Menteri ESDM Bahlil Lahadalia membeberkan asal-usul tambang nikel di Raja Ampat, Papua Barat Daya, pada 5 Juni 2025. Operasi PT GAG Nikel dihentikan sementara. Apa fakta di baliknya dan langkah berikutnya? Simak berikut!
Asal-Usul Tambang Nikel
Bahlil mengungkap lima Izin Usaha Pertambangan (IUP) nikel beroperasi di Raja Ampat. Hanya PT GAG Nikel, anak usaha PT Antam, yang aktif. IUP PT GAG terbit pada 2017, dengan operasi mulai 2018. Menurut laporan, perusahaan memiliki Analisis Mengenai Dampak Lingkungan (AMDAL) sebelum beroperasi. Akibatnya, Bahlil menegaskan izin tersebut bukan keluar di masa jabatannya. Dengan demikian, verifikasi menjadi langkah penting untuk klarifikasi.
Lokasi Tambang dan Klarifikasi
Bahlil menjelaskan tambang PT GAG berada di Pulau Gag, bukan Pulau Piaynemo, destinasi wisata ikonik Raja Ampat, dengan jarak 30–40 kilometer. Untuk itu, ia membantah tuduhan bahwa tambang merusak kawasan pariwisata. Sementara itu, Raja Ampat terkenal sebagai wilayah konservasi dengan keanekaragaman hayati tinggi. Oleh karena itu, Bahlil menekankan perlunya melindungi ekosistem pariwisata. Dengan demikian, lokasi tambang menjadi fokus evaluasi mendalam.

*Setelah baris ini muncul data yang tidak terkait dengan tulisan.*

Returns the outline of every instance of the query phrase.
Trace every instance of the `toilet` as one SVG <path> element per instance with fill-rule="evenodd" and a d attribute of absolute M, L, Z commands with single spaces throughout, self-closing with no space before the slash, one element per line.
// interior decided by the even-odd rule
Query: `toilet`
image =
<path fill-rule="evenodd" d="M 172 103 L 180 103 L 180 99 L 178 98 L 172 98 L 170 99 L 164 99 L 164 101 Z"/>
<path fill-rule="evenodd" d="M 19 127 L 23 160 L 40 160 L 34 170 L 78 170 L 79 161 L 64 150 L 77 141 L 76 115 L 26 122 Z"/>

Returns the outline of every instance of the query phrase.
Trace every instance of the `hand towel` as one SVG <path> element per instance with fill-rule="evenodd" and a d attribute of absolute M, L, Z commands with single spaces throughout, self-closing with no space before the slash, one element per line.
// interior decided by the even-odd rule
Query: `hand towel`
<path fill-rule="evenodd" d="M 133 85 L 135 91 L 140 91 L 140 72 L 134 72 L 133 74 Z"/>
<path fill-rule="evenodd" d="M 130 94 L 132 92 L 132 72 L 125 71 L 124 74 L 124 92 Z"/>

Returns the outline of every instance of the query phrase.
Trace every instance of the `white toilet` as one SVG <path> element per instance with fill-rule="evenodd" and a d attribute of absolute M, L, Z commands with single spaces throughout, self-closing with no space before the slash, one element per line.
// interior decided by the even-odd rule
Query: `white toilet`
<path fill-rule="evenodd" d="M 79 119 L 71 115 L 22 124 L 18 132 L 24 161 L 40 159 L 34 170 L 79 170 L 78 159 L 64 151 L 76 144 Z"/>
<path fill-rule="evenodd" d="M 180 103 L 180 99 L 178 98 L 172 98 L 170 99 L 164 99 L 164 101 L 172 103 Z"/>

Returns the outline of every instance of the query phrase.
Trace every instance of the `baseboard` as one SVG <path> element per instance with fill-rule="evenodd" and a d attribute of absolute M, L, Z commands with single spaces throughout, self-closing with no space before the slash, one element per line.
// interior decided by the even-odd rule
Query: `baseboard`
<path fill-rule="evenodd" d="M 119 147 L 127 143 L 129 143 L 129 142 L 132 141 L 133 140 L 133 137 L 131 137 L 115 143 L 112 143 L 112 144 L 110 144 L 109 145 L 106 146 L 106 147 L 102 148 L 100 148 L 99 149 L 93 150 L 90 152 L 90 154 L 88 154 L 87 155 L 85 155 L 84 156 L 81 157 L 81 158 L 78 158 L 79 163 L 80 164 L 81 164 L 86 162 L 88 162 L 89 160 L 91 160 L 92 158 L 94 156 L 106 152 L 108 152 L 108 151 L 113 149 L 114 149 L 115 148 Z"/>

Penghentian Sementara Operasi
Bahlil memerintahkan penghentian operasi PT GAG Nikel mulai 5 Juni 2025 hingga verifikasi lapangan selesai. Tim Kementerian ESDM mengevaluasi kepatuhan terhadap kaidah pertambangan. Selain itu, Bahlil berencana meninjau lokasi secara langsung untuk memastikan objektivitas. Akibatnya, aktivitas tambang terhenti menunggu hasil pengecekan. Untuk itu, Kementerian ESDM menjanjikan transparansi dalam laporan verifikasi. Oleh karena itu, langkah ini menunjukkan respons cepat terhadap isu sensitif.
Penyelidikan dan Evaluasi
Bahlil memanggil pemegang IUP, termasuk BUMN dan swasta, untuk evaluasi menyeluruh. Ia menyoroti otonomi khusus Papua, yang memerlukan pendekatan sensitif terhadap aspirasi masyarakat. Sementara itu, Kementerian ESDM memeriksa dokumen AMDAL dan dampak lingkungan. Menurut laporan, empat perusahaan lain memiliki IUP di Raja Ampat, tetapi hanya PT GAG aktif. Akibatnya, penyelidikan tertuju pada PT GAG. Dengan demikian, hasil evaluasi menentukan nasib tambang.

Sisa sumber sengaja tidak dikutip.